Elles sont cinq. Elles sont Turques. Elles sont sœurs. Toutes plus belles les unes que les autres et partageant la même envie de profiter innocemment de leur jeunesse. L’école finie, c’est l’occasion rêvée pour profiter des joies de l’été. Avec quelques garçons, elles partent se baigner, crier leur épanouissement vers l’horizon, se défiant à qui restera sous l’eau le plus longtemps. Les cheveux ruisselants, les habits trempés qui leurs collent à la peau, leurs corps qui s’entremêlent et se débattent face aux vagues, elles s’amusent à se combattre postées sur les épaules de leurs chevaliers servants. Des jeux d’enfants qui n’ont d’implicite que les sous-entendus de quelques esprits mal tournés. « Obscènes », « indignes », « dégoûtants », « impures ». Dans tout le village, un scandale éclate, ces filles sont des « putains ». Dès lors, elles seront condamnées à errer sans relâche dans la maison familiale, avec pour seule issue, celle d’un autre enfermement, le mariage arrangé.
Le Virgin Suicides turc ?
Des sœurs en crise de liberté, l’oppression du carcan familial, l’ombre planante de la religion. Beaucoup de critiques ont fait le parallèle avec le film Virgin suicides de Sofia Coppola, sorti en 2000. Les ressemblances sont troublantes du côté de la mise en scène. L’adolescence se filme de manière épurée, les plans moyens sur les silhouettes à peine formées des jeunes filles pubères et prépubères apparaissent avec pudeur. Pour filmer leurs héroïnes, les deux réalisatrices privilégient les gros plans sur un sourire mutin, un regard qui se perd dans le vide, une cascade de cheveux qui baignent dans le vent. Les jeux de lumière se font aussi écho : les chambres à moitié vides apparaissent comme des boîtes à secrets, remplies par des faisceaux lumineux. Le tout donne cette atmosphère vaporeuse et presque féérique si chère à Sofia Coppola, et réappropriée par Deniz Gamze Ergüven.
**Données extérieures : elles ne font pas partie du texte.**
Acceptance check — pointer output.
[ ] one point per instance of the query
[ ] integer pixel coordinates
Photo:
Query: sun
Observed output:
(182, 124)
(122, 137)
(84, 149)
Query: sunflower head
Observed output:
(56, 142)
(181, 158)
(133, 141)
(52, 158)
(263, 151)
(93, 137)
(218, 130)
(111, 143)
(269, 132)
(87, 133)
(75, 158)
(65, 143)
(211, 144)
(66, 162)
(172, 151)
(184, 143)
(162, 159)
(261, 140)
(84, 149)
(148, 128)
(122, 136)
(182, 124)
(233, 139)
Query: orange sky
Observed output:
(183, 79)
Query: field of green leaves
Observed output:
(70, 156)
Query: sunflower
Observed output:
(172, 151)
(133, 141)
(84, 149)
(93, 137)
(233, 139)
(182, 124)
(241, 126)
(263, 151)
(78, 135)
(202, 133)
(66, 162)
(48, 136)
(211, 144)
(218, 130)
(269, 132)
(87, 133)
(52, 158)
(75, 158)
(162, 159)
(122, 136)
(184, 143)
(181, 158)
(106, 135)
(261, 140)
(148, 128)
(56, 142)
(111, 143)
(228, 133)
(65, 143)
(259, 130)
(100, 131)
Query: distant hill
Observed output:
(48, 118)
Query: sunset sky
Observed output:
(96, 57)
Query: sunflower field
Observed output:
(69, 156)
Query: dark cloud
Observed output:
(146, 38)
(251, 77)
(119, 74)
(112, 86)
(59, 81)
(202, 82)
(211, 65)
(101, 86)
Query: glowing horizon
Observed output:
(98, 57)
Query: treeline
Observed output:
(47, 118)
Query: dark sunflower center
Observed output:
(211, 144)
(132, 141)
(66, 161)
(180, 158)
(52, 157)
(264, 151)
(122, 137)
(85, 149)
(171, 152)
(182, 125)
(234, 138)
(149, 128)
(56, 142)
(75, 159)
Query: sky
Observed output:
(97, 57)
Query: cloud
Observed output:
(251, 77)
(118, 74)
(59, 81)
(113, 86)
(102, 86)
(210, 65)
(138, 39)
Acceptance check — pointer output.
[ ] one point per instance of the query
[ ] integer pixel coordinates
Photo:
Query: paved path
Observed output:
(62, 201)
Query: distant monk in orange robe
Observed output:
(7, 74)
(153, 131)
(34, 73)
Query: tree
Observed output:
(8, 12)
Mais c’est avec son propre bagage culturel et cinématographique que la réalisatrice de 37 ans arrive à raconter son propre conte. Inspirée de ses allées et venues en Turquie, son film relate une histoire bel et bien ancrée dans le présent. Quand Virgin suicides décrit le quotidien d’une famille tranquille et puritaine de l’Amérique des années 1970, Mustang dévoile l’envers d’une société turque contemporaine et liberticide. Une fois considérées comme des « filles impures », les sœurs sont battues, forcées d’abandonner l’école, et prédestinées au mariage arrangé. Leurs parents décédés, leur éducation leur est inculquée par les tantes, les grands-mères, qualifiées d’« émissaires des bonnes mœurs » par l’une des sœurs. Cuisine, ménage, repassage, lessive, vaisselle. Avant même l’âge de 18 ans, elles devront apprendre tout ce que doit savoir faire une bonne épouse pour combler et satisfaire son mari.
La vie « couleur merde »
Enlevées trop vite aux jeux de leur âge et leur dolce vita rose bonbon, les cinq adolescentes sont contraintes d’obéir aux ordres des matriarches, et surtout de leur oncle. Un homme seul et odieux, qui fait régner la terreur dans sa grande bâtisse reculée dans la campagne turque. Tout ce qui pourrait les « pervertir » leur est confisqué : téléphone, ordinateur, bijoux, maquillage, et habits trop flashy. Une femme respectueuse n’a pas besoin de se mettre en valeur. Bien au contraire, elle doit se faire oublier sous des robes « couleur merde », selon l’expression de la plus jeune des sœurs.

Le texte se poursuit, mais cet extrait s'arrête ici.